Gerçekten de, bozma kararında da belirtildiği üzere taraflar arasındaki çekişmenin inançlı işlemden kaynaklandığı ve çekişmenin giderilmesi konusunda gözetilmesi gerekli olan 05.02.1947 tarih ve 20/6 sayılı İçtihadı Birleştirme Kararı uyarınca düzenlenen belgenin inançlı işlemin belgesi niteliğini taşıdığı sabittir. Taşınmaz ilk el durumunda bulunan C.Ö.e inançlı işleme dayalı olarak temlik edildikten sonra 02.04.2007 tarihinde eldeki dava açılmış ve dava sebebiyle taşınmazın sicil kaydına 24.04.2007 tarihinde "davalıdır " şerhi konulmuş, bundan sonra 12.06.2007 tarihinde Ü.e, 19.06.2008 tarihinde de son kayıt maliki A.N.e intikal ettirilmiştir. Gerek Ü.in gerekse A.N.in söz konusu taşınmazı edinme tarihlerinde sicil üzerinde "davalıdır" şerhi mevcut bulunduğuna göre adı geçen bu davalıların şerhi bilmediklerini savunmalarına olarak yoktur ve sicilin aleniyeti ilkesi gözetildiğinde de bu savunmaya değer verilemeyeceği açıktır.

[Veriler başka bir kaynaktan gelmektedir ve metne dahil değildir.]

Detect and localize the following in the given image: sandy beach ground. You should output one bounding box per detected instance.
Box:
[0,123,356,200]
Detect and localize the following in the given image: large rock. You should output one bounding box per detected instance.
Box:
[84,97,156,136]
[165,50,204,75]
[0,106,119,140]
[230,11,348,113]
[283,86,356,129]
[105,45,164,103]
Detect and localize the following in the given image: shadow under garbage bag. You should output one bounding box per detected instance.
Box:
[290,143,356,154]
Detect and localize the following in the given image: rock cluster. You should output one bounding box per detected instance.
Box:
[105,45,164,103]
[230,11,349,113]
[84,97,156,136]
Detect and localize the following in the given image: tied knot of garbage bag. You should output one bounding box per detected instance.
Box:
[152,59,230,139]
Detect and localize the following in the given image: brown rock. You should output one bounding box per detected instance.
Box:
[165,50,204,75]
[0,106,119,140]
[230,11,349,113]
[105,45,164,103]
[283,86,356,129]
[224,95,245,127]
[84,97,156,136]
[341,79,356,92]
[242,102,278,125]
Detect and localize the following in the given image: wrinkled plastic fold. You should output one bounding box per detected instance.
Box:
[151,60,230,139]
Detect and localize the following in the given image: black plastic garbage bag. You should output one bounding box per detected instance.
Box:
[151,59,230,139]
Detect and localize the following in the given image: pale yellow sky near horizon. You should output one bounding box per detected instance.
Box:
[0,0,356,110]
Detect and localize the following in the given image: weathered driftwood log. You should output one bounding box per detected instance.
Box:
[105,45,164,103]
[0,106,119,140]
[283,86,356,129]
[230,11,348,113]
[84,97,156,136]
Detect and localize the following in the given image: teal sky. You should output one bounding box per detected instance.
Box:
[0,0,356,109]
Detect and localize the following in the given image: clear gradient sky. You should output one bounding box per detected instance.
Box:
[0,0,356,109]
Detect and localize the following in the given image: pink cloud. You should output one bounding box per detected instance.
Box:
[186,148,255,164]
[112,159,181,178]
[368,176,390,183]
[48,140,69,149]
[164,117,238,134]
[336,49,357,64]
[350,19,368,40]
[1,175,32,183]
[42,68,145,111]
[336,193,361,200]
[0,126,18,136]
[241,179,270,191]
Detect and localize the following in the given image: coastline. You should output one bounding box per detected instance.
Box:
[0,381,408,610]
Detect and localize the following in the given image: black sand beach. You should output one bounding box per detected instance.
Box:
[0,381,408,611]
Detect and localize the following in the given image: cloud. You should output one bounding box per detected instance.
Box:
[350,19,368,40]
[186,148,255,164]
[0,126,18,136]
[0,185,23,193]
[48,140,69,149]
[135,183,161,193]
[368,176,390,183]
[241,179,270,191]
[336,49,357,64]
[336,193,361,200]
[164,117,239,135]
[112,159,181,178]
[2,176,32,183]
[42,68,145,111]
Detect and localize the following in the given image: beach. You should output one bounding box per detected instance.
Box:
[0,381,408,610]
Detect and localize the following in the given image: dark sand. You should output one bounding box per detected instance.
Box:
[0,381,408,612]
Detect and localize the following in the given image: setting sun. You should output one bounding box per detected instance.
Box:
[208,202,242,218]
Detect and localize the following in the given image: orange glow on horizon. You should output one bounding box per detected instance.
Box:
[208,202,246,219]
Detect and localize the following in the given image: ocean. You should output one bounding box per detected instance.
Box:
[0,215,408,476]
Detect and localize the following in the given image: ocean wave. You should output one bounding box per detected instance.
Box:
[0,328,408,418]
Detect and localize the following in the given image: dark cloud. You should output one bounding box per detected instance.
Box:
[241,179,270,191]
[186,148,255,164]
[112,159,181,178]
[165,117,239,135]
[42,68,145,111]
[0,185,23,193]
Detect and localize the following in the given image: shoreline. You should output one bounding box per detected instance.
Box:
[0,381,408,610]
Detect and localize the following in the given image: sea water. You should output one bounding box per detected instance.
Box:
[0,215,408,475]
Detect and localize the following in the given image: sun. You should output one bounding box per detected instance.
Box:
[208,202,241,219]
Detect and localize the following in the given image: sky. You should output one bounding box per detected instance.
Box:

O halde, TMK"nun 1024. maddesi gereğince bu şahısların TMK"nun 1023 maddesinin koruyuculuğundan istifadeleri mümkün değildir.
Hal böyle olunca, önceki yerel mahkeme kararını bozan Dairenin kararında değinilen hususlar dikkate alınmak suretiyle gerekli araştırma ve inceleme yapılarak neticesine göre bir karar verilmesi gerekirken yanılgılı değerlendirme ile yazılı olduğu üzere karar verilmiş olması doğru değildir. Tarafların bu yöne ilişkin temyiz itirazları yerindedir. Kabulüyle hükmün açıklanan nedenlerden ötürü HUMK.nun 428. maddesi gereğince BOZULMASINA, alınan peşin harcın temyiz edene geri verilmesine, 03.12.2010 tarihinde yürürlüğe giren Avukatlık Ücret Tarifesinin 14. maddesi gereğince gelen temyiz eden tarafların vekilleri için 825.00.-TL. duruşma avukatlık parasının karşılıklı olarak alınıp birbirlerine verilmesine, 01.03.2011 tarihinde oybirliğiyle karar verildi.